Banking Compliance Today: Why Most Failures Are Data Failures (And What That Means for 2026)
- Feb 20
- 3 min read
In every conversation with banking executives today whether on compliance, risk, finance, or technology a familiar frustration emerges: “Regulation never stops adding pressure… yet our systems were never designed for it.” This frustration is real, and it’s generational: institutions built capabilities in siloed eras, linking systems with point-to-point integrations, spreadsheets, and tribal knowledge. Then came regulation like EMIR, MiFID/MiFIR, MaRisk, and DORA. Each demands more than reports they demand trustworthy data that can be traced, audited, explained, and reproduced. But here’s the uncomfortable truth: in most compliance failures, the problem isn’t regulation. It’s data.
Why Data Is the Compliance Bottleneck
Take EMIR the regulation for derivatives reporting that’s evolved into EMIR 3.0. What it really requires isn’t just more fields in a file. It demands consistency, reconciliation, and cross-system traceability.
But in many institutions, the “trade lifecycle” is fractured:
One system records booking details
Another system holds counterparty information
A third system is the source of truth for valuations
Yet another for client classification
When regulators audit, they don’t want “good enough.” They want alignment across every system no excuses. This challenge recurs with MiFID/MiFIR as well: transparency requirements are not just reporting tasks, but data governance exercises. If a single instrument identifier is inconsistent, or a party legal entity ID doesn’t match across feeds, the report is technically compliant but contextually invalid. Imagine reconciling trade reports only to find the same counterparty appears with different legal IDs across systems. The report is complete but not accurate. This is where compliance becomes a data issue.

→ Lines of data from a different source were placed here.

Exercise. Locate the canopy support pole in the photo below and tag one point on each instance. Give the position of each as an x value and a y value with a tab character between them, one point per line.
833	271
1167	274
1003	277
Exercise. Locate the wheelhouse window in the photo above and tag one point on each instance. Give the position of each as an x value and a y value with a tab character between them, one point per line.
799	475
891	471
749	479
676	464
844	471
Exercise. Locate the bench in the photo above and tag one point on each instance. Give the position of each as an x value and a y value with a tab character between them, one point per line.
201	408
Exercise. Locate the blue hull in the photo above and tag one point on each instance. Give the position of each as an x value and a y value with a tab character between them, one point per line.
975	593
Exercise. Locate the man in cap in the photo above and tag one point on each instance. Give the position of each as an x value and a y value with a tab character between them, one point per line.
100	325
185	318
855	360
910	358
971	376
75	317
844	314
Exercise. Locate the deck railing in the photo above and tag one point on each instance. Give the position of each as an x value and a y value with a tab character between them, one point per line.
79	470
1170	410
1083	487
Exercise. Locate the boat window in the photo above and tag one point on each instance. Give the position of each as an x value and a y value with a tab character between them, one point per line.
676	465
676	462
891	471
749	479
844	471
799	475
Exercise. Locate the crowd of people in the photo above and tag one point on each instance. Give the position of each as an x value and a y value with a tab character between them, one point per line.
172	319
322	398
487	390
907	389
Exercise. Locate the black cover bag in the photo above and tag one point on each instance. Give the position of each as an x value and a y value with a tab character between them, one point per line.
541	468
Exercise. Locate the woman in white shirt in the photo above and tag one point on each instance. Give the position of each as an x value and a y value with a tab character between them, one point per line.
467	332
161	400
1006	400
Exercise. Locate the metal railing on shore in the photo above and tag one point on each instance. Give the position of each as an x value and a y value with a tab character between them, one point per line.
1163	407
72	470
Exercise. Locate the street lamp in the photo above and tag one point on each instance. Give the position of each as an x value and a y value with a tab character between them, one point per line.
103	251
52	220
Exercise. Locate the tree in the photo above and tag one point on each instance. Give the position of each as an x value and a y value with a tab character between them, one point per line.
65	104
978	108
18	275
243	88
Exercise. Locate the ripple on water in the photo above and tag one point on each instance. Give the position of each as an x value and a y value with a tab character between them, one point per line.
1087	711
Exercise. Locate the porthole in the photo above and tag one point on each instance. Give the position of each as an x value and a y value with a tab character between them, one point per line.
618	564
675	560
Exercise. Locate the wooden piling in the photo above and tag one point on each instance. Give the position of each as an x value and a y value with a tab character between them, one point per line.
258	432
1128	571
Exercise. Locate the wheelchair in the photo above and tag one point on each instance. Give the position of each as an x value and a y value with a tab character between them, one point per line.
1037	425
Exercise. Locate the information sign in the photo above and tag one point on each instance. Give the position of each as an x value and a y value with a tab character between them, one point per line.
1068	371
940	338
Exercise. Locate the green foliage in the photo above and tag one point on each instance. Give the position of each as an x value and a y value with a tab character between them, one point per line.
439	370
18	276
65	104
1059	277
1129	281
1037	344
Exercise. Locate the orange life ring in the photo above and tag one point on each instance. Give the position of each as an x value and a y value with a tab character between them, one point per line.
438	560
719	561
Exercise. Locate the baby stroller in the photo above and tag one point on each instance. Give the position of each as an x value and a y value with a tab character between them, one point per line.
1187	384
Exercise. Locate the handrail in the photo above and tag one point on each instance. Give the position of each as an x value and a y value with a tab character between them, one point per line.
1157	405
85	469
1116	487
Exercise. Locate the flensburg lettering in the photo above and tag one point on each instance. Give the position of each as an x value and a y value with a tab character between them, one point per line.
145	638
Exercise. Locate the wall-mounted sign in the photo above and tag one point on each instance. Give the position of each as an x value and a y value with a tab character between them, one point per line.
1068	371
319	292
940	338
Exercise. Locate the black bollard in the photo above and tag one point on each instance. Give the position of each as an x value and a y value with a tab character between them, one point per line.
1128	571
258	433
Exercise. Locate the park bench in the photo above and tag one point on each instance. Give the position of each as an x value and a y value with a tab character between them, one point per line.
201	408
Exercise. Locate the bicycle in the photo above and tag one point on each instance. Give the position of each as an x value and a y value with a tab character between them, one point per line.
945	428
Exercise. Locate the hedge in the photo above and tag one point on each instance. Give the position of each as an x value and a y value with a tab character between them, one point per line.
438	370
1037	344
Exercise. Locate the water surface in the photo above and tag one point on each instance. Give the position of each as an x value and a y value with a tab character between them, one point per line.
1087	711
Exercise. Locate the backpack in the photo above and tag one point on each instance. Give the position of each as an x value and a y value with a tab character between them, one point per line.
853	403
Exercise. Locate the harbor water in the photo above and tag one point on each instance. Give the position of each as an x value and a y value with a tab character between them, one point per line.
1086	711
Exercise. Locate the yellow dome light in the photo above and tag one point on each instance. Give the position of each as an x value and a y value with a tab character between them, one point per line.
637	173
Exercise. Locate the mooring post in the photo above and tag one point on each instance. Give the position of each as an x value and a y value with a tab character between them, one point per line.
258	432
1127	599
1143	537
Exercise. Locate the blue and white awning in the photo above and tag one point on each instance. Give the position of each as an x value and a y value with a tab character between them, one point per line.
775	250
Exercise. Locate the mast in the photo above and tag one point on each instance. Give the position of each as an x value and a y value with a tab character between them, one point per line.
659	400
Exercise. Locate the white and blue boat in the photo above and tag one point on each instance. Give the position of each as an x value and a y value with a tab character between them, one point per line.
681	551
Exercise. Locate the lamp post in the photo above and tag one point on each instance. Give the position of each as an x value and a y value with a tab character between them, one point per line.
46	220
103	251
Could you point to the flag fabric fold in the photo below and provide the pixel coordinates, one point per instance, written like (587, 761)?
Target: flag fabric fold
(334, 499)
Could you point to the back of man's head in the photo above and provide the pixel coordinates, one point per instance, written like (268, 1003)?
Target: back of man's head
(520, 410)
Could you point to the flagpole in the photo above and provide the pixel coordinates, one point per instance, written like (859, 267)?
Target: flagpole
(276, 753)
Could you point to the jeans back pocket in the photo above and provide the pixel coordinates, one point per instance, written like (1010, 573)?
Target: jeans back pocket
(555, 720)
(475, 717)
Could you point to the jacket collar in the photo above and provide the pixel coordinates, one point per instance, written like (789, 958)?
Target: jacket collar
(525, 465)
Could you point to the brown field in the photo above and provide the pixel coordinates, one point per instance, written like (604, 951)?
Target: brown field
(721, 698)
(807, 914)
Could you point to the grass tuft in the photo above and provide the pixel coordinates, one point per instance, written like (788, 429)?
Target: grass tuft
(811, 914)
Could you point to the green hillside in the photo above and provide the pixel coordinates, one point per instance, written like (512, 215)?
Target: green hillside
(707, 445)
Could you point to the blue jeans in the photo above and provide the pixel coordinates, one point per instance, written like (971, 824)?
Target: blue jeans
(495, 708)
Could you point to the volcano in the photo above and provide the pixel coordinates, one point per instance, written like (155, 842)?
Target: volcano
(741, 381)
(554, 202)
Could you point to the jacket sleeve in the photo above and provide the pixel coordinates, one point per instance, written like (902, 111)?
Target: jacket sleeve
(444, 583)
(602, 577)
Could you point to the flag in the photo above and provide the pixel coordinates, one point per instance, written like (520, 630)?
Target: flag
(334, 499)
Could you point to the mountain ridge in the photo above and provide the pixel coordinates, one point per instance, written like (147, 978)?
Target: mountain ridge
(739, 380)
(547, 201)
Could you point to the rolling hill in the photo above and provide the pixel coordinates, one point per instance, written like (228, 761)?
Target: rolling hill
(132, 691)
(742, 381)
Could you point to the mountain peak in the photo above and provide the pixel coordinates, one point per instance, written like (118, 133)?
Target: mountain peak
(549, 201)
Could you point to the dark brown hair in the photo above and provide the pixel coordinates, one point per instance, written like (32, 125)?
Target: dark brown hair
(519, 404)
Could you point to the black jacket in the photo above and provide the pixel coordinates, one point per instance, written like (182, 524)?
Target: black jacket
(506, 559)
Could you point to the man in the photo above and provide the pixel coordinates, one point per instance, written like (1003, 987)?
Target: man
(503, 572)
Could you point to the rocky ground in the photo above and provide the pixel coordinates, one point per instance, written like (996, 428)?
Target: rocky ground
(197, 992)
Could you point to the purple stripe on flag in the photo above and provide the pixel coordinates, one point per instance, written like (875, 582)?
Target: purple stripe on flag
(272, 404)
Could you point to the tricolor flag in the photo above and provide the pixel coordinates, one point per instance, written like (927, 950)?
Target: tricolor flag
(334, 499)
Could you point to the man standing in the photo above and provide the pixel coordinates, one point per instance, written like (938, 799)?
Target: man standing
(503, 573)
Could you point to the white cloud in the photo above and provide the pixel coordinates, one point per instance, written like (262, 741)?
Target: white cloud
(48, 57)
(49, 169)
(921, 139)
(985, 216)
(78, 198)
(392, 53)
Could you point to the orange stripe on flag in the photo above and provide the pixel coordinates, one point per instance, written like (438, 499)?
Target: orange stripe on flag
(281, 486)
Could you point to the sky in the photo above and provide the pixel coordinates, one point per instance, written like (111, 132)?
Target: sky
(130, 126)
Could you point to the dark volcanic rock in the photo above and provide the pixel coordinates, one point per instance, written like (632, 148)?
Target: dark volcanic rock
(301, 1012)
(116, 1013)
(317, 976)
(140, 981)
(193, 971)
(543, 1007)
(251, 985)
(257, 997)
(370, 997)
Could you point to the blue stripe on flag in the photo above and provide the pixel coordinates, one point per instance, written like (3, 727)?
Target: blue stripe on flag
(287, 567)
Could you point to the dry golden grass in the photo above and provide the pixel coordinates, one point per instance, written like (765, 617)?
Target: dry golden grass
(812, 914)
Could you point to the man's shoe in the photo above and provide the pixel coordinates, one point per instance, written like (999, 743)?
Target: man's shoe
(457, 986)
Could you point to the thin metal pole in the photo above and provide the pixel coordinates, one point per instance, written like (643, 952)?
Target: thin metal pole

How DORA and MaRisk Change the Game
The Digital Operational Resilience Act (DORA) takes this a step further. It doesn’t just ask for compliance it asks for resilience. To demonstrate resilience you need:
End-to-end visibility of ICT systems
Third-party ICT risk controls
Incident response and audit trails
Without consolidated data, neither visibility nor risk scoring is possible. MaRisk in Germany further reinforces this mindset. It demands documentation, control frameworks, escalation paths, and evidence of ongoing monitoring. Again none of that is possible without data integrity. Compliance isn’t just in reports anymore. It’s in system design.
The Hidden Cost of Treating Compliance as a Checkbox
Many institutions treat compliance activities as projects a set of tasks with deadlines. But compliance frameworks are not finite they are ongoing governance models.
If the focus is only on “submission dates” and “number of fields,” then each new regulation drives more tactical work more controls, more checks, more manual processes and often more risk. That’s because when you treat compliance as a checklist, you are not improving how the institution uses data you are just managing the symptoms.
What Forward-Looking Institutions Are Doing
The firms that have moved beyond firefighting do three things differently:
They reorganize around data, not reports.
Compliance becomes a capability of the organization data lineage, governance, stewardship.
They unify architecture.
Instead of fragmented reporting engines, they build an analytics fabric that feeds compliance, risk, finance, and operations.
They automate controls.
AI and automation are not afterthoughts, but embedded into daily operations — continuous validation, reconciliation, anomaly detection.
This doesn’t just reduce cost it creates trust. When data is clean, consistent, and auditable, compliance becomes assurance, not fear.
A Different Value Proposition for 2026
Looking at the current regulatory trajectory, it’s clear: compliance won’t get easier. If anything, it will demand more real-time oversight, more traceability, and more governance transparency. German institutions face this not just from EU frameworks, but also from local expectations under BaFin and Bundesbank oversight.
But the institutions that treat compliance as an enterprise capability, and not a series of one-off tasks, will gain more than just regulatory peace of mind.
They will gain strategic trust with customers, investors, and regulators alike and that, in 2026 and beyond, will be a competitive edge.